The Tomb Raider VR leak might be the final nail in the coffin for big-budget VR adaptations of established franchises. Or it could be the spark that convinces a smaller studio to license the IP and finish the job. I’m not holding my breath, but I’ve been wrong before.
What This Means for VR’s Future
If you’re a VR enthusiast, you’re probably feeling a mix of anger and resignation. I’m right there with you. The cancellation of Tomb Raider VR isn’t an isolated incident — it’s a symptom of a larger disease. The VR industry is stuck in a chicken-and-egg loop: no big games means no mainstream adoption, and no adoption means no big games.
But there are glimmers of hope. Indie developers are pushing boundaries. Into the Radius, Vertigo 2, Boneworks — these are innovative, ambitious titles that prove VR doesn’t need a triple-A budget to be compelling. And platforms like Quest are making VR more accessible every year.

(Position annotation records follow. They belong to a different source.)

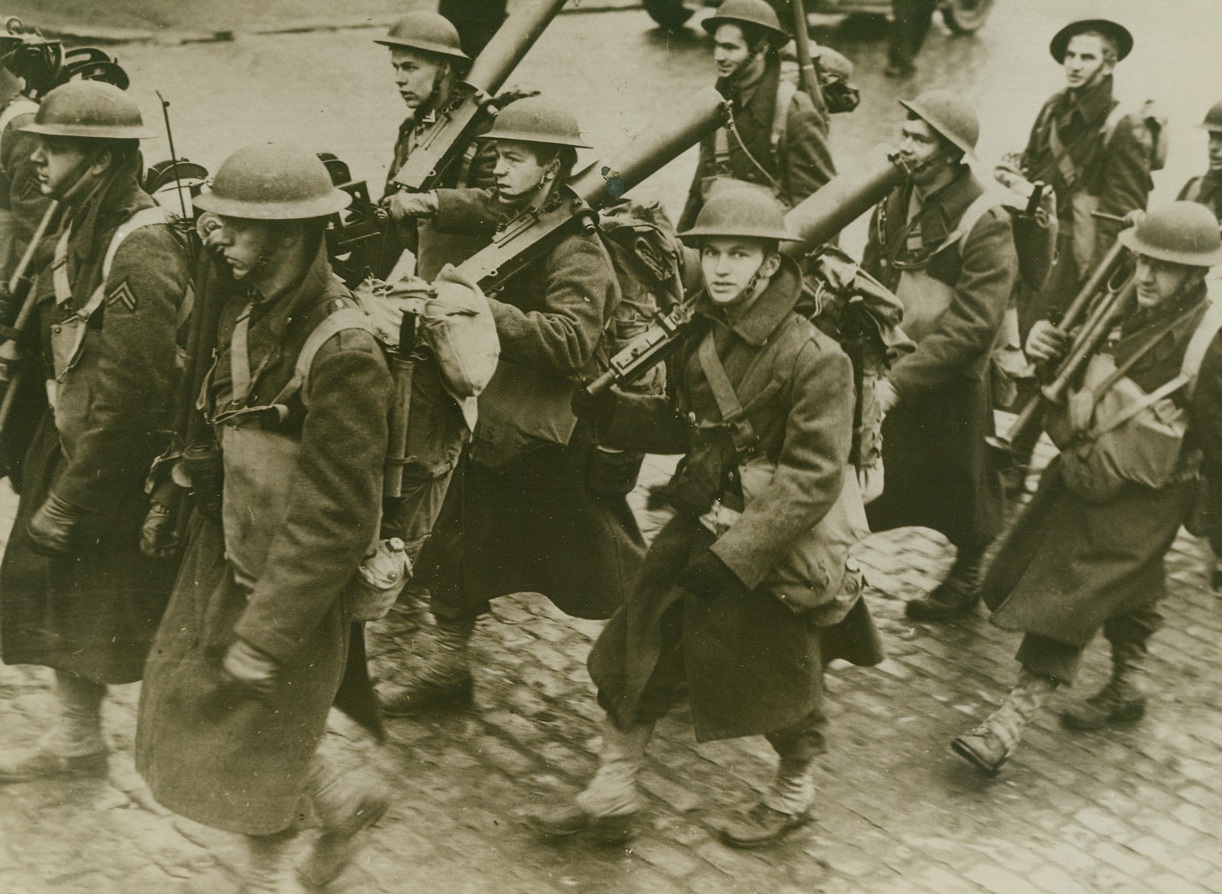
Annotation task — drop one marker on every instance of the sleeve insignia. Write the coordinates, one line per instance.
(122, 294)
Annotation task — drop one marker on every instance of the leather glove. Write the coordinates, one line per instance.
(709, 578)
(1046, 343)
(159, 539)
(51, 528)
(251, 671)
(886, 395)
(403, 205)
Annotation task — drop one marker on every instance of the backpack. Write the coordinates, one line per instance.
(645, 254)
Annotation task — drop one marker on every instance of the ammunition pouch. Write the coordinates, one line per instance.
(612, 473)
(204, 472)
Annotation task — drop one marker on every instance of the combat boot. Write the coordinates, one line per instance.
(783, 809)
(76, 748)
(1119, 701)
(992, 743)
(269, 867)
(445, 682)
(953, 597)
(346, 806)
(605, 810)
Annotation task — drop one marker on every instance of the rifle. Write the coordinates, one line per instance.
(816, 220)
(471, 103)
(192, 454)
(808, 71)
(1030, 418)
(20, 294)
(535, 231)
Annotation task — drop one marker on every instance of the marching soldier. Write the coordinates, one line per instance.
(76, 595)
(763, 409)
(258, 633)
(777, 139)
(1096, 155)
(1088, 550)
(947, 252)
(521, 514)
(428, 61)
(1206, 189)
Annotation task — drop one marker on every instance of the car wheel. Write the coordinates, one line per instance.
(669, 14)
(965, 16)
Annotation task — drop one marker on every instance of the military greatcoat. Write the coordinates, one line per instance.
(94, 612)
(208, 752)
(936, 467)
(753, 665)
(521, 514)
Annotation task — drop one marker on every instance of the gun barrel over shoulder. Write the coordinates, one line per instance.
(468, 109)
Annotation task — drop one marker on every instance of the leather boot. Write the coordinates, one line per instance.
(269, 868)
(445, 682)
(76, 748)
(991, 744)
(957, 595)
(1119, 701)
(606, 807)
(346, 806)
(783, 809)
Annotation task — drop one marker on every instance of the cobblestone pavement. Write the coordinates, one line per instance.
(1133, 810)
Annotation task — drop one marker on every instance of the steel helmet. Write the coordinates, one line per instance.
(1182, 232)
(535, 120)
(89, 109)
(273, 181)
(738, 209)
(1212, 119)
(427, 32)
(755, 12)
(1118, 34)
(950, 115)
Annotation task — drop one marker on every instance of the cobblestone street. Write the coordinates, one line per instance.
(1134, 810)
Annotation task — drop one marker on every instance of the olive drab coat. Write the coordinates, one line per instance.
(1071, 563)
(521, 514)
(208, 752)
(801, 163)
(94, 612)
(936, 465)
(1107, 172)
(753, 665)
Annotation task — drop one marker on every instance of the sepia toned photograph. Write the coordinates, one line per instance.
(611, 447)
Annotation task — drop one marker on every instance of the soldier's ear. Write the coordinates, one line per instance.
(770, 265)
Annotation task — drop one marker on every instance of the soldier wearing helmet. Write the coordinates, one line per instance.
(258, 632)
(765, 461)
(947, 250)
(1096, 155)
(519, 513)
(1088, 550)
(76, 594)
(428, 61)
(1206, 189)
(777, 139)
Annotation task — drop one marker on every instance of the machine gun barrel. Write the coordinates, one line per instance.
(841, 200)
(461, 119)
(534, 232)
(1090, 338)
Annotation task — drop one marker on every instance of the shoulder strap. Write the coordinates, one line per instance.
(144, 218)
(331, 325)
(785, 93)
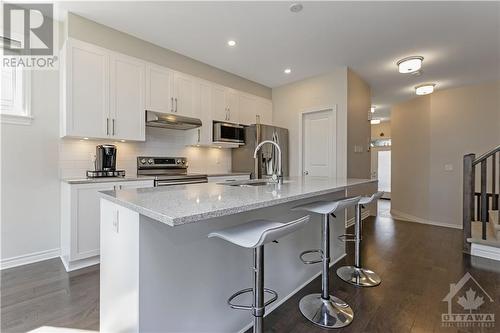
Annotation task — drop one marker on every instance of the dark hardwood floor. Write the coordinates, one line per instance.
(417, 264)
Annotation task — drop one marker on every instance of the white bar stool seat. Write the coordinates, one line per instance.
(255, 234)
(323, 309)
(357, 275)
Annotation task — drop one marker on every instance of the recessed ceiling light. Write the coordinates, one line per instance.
(296, 7)
(410, 64)
(425, 89)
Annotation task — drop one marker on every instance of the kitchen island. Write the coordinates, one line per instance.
(160, 272)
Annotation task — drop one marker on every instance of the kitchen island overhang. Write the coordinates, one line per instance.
(169, 276)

Still, I can’t help but mourn what we lost. Lara Croft in VR could have been the ambassador the medium needed. She’s iconic, recognizable, and her gameplay loop is tailor-made for immersive tech. The fact that a project with that potential got the axe before it even had a chance to fail or succeed is a tragedy.
The Bottom Line
So where does this leave us? The leaked images and video are a bittersweet glimpse into a parallel universe where Tomb Raider VR exists and — who knows — maybe even thrives. But in our timeline, it’s just another canceled project, another reminder that the VR industry is still fragile, still fighting for relevance, and still losing the battle for publisher confidence.
I’ll keep covering this space because I believe in the technology. I believe that VR can deliver experiences that flat screens never can. But days like today, I wonder if the industry will ever get out of its own way. Tomb Raider VR deserved better. And so did we.
If you’re reading this and you have the power to revive this project — publisher, investor, studio head — do it. The community is waiting. The hardware is ready. The only thing missing is the will.